A LUSH ESCAPE INTO ISLAND RHYTHMS AND GENTLE LONGING
In “LOVELY HULA HANDS” by Marty Robbins, a shimmering Hawaiian reverie unfolds—where the gentle arc of a dancer’s arms becomes a metaphor for wistful yearning and cinematic escapism. Recorded for his 1963 album Hawaii’s Calling Me, this track stands apart from Robbins’s better-known frontier ballads, offering instead a soft‐toned tropical dreamscape. While the song did not make a significant commercial splash on the country singles charts (no chart placement is prominently documented), it remains a noteworthy pivot in Robbins’s artistic trajectory—a moment when the celebrated country troubadour embraced the “hapa haole” (Hawaiian-popular) idiom and allowed his voice to wander toward palm-shaded evenings and trade-wind breezes.
What makes “Lovely Hula Hands” so quietly fascinating is its origin and Robbins’s interpretive touch. The song itself was composed by R. Alex Anderson—one of Hawaii’s finest hapa haole songwriters—who reportedly penned the lyric after overhearing the remark, “aren’t her hands lovely?” as a dancer swayed under tropical lights. That origin embeds the piece with the kind of ephemeral beauty that Robbins loved to inhabit: a fleeting glance, a subtle gesture, the mood between music and memory. Robbins’s decision to record it in 1963 reflects both his deep curiosity for islands beyond the American west and his willingness to stretch stylistically while retaining the emotional sincerity for which he was known.

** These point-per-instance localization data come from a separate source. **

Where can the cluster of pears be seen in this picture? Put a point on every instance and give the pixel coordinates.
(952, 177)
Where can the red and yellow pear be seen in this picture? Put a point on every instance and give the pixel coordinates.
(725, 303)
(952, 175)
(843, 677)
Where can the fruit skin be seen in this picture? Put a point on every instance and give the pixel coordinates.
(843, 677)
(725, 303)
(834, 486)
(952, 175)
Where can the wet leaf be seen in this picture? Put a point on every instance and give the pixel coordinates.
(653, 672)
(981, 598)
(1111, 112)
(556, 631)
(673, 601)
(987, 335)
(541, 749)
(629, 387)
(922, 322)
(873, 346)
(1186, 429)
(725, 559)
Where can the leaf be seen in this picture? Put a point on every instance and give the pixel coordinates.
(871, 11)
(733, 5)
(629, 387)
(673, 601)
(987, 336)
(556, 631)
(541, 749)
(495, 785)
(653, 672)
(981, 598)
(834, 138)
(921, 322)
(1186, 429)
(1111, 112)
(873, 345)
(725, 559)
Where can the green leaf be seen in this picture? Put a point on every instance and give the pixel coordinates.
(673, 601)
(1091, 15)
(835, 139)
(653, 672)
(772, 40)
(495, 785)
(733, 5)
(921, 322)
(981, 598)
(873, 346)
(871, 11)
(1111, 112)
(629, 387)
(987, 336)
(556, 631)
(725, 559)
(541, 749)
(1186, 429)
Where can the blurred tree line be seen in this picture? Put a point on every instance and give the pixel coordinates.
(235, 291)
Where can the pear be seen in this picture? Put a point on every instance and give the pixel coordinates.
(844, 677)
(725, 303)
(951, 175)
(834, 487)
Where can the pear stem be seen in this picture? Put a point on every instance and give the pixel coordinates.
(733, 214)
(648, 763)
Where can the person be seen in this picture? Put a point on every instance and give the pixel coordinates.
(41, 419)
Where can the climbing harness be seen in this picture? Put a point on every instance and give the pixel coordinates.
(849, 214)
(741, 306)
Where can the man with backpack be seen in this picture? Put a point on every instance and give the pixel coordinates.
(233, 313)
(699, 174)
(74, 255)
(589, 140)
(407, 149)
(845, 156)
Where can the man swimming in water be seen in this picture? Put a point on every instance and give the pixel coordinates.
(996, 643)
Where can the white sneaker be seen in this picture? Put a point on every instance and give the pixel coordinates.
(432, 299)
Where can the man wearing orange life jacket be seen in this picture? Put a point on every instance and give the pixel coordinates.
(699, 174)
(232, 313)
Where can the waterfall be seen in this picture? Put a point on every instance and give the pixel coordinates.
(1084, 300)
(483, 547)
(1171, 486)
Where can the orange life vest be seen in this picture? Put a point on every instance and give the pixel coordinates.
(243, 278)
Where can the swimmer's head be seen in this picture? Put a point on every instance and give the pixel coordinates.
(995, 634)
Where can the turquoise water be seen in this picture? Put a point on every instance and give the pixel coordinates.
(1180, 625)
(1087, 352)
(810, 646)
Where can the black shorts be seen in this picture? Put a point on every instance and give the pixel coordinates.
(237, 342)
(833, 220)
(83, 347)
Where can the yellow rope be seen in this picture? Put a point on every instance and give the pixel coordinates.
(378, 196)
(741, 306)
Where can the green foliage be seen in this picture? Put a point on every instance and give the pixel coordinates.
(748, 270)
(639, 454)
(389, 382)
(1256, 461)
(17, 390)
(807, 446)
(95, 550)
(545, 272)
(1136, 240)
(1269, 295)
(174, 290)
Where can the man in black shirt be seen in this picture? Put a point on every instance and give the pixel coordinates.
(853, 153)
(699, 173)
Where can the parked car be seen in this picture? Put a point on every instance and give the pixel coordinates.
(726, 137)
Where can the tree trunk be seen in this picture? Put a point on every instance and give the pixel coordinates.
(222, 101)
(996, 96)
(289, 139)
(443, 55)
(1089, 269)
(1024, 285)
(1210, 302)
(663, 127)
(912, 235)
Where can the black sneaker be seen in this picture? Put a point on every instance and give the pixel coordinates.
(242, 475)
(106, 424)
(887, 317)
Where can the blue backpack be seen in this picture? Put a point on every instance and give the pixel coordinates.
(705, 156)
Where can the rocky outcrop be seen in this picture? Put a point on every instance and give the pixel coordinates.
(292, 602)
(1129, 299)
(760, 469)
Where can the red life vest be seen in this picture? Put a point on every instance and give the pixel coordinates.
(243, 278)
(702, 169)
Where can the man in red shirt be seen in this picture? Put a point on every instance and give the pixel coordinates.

Musically the track is elegant in its simplicity. Robbins’s voice floats above a backdrop of steel guitar, soft ukulele-like strumming, and a rhythm that mimics the slight sway of waves rather than the stomp of the honky-tonk hall. There’s a luminous warmth in the arrangement that invites the listener into a quiet twilight. Lyric after lyric evokes imagery rather than narrative drama: the sunset glow, scented sea air, and the gentle, hypnotic motion of hands in hula—hands which are “lovely” not only in sight, but in the memory they evoke. The ambiguity of the gesture—are they bidding farewell or beckoning toward the horizon?—adds to the track’s charm.
In the broader arc of Robbins’s career, the song exemplifies his ability to transport: he could sing about deserts, cowboys, border towns or, in this case, ocean breezes and island dreams. Music historians note that his interest in Hawaiian styles was more than a novelty; he recorded entire themed albums like Hawaii’s Calling Me and Island Woman to explore the very idea of place and escape. While “Lovely Hula Hands” may not have become a chart-topping hit, its legacy is subtle yet enduring. For aficionados of Robbins and lovers of mid-20th-century exotica‐tinged popular music, it remains a jewel: a song that invites you to pause, close your eyes, and drift for a moment toward palm-fringed waters and the soft rhythm of memory.
In hearing “Lovely Hula Hands,” one hears more than the voice of Marty Robbins—one hears a man mid-career, confident enough to wander off the beaten trail, gentle enough to linger in the shade of a coconut tree, and precise enough to render a single image—hands gliding, sea gleaming, night settling—in a few lyrical strokes. The result: not just a song, but a moment of musical escape, a breath of tropical air captured in vinyl.